「土山」(加古川市)について、。『荘園志料(上巻)』(角川書店・清水正健編)は、次のように解説している。
土山荘・・・延元四年の文章にみえて、亦(また)薬師荘とも号す。・・・・野口荘内に土山村存す。また、『ひょうごの地名』(神戸新聞出帆センター・吉田茂樹著)では「(土山は)市の東部にある地名で、『広峰文書』延元四年(1339)の「土山荘」に由来する。おそらく元は『土山(ハニヤマ)」と称され、良質の埴土を産出した所と思われる」と説明している。
土山は、広峰社(姫路市)の支配下の荘園であったと言う。
『荘園志料』の「・・・亦、薬師荘とも号す、・・・」について、元神戸大学の石田善人先生(故人)は『兵庫史学(26)』で、「・・・播磨の国、土山荘地頭職(じとうしき)(領家は奈良の薬師寺であり、薬師寺を支配した興福寺がこれに関係する)も広峰社にあった」と述べておられる。
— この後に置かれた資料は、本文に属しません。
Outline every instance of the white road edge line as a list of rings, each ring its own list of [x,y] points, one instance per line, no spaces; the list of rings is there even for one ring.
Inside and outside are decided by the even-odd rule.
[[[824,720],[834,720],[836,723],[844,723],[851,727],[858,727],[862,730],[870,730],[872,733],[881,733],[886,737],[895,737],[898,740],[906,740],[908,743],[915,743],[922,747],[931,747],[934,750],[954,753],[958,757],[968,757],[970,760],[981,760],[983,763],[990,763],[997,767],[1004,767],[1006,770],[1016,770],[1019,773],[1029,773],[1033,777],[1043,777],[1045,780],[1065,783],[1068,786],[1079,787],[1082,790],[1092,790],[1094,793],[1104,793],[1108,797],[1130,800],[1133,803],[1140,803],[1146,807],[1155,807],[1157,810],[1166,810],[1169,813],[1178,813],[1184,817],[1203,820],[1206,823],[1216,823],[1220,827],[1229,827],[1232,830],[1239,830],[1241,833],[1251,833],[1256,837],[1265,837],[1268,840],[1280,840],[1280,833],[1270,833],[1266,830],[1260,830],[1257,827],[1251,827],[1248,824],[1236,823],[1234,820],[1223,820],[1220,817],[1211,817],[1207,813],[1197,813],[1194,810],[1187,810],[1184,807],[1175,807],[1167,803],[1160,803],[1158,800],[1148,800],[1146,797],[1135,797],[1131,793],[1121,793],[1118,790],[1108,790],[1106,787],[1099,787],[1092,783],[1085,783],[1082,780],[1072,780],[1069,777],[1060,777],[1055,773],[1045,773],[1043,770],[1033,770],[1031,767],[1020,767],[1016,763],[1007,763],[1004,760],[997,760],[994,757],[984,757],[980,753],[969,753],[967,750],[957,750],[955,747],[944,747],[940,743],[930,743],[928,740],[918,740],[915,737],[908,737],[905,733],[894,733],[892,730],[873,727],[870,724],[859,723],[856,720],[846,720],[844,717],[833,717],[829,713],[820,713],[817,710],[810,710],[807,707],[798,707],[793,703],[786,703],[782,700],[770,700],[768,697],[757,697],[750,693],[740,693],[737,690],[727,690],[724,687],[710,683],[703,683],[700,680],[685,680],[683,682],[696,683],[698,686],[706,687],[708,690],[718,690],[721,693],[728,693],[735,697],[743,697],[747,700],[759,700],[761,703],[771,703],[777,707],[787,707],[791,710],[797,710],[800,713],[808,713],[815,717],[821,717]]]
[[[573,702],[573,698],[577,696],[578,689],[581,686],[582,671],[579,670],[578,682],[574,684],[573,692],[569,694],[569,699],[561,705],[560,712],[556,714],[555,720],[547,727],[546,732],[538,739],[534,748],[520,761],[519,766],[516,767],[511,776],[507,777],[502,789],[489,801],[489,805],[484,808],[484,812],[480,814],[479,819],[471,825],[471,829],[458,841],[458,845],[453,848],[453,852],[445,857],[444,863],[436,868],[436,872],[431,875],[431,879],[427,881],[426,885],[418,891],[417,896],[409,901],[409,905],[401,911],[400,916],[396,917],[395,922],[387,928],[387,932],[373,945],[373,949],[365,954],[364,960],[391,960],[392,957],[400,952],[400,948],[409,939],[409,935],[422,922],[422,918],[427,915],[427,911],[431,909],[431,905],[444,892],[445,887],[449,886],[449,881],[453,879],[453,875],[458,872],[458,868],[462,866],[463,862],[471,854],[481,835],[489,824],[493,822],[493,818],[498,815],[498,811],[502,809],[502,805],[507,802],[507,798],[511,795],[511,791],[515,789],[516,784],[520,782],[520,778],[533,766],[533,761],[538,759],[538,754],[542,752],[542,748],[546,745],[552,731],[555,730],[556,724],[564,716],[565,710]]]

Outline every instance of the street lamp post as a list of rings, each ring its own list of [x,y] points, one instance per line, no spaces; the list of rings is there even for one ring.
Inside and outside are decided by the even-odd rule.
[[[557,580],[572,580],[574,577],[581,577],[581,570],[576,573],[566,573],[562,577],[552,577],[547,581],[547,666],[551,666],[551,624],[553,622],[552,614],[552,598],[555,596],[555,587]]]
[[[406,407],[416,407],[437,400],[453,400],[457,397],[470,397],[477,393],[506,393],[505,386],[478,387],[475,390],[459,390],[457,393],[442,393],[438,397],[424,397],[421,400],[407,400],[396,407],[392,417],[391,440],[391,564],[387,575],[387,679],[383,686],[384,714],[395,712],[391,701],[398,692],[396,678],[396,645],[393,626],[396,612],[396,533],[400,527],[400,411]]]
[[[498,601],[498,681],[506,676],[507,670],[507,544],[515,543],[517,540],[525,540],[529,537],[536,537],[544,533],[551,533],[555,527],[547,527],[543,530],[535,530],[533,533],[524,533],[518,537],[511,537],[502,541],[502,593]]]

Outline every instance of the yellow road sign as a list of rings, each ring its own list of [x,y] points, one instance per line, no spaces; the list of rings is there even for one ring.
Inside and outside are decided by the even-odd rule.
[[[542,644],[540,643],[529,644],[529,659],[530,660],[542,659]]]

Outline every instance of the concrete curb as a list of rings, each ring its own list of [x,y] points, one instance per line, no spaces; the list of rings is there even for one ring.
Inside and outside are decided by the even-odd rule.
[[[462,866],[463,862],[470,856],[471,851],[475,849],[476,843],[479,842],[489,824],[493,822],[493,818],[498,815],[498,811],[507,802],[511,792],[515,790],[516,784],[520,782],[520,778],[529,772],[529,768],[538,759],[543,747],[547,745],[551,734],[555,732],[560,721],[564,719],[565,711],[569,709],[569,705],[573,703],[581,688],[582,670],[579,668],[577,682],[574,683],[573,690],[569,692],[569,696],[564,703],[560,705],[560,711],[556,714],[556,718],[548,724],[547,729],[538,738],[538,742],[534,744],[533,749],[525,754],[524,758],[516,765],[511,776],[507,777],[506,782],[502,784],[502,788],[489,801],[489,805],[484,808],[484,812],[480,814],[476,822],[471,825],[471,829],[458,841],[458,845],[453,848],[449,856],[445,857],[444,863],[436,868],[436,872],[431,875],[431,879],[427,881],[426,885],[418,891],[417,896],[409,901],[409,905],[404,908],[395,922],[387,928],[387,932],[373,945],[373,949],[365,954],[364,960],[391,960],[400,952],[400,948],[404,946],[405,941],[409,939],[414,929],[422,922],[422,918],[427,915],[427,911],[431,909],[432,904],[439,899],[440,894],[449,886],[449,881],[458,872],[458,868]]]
*地頭職・・・荘園・公領の管理権・租税徴収権などをもつ職務・権利のこと
話が、ややこしくなってきた。つまり、土山荘を支配する広峰社は、奈良の薬師寺・興福寺とも関係があったというのである。
そして、広峰社の支配下にあると言うことは、同時に薬師寺の支配下の荘園でもあったと言うことで、そのため土山荘は、薬師荘ともよばれていた。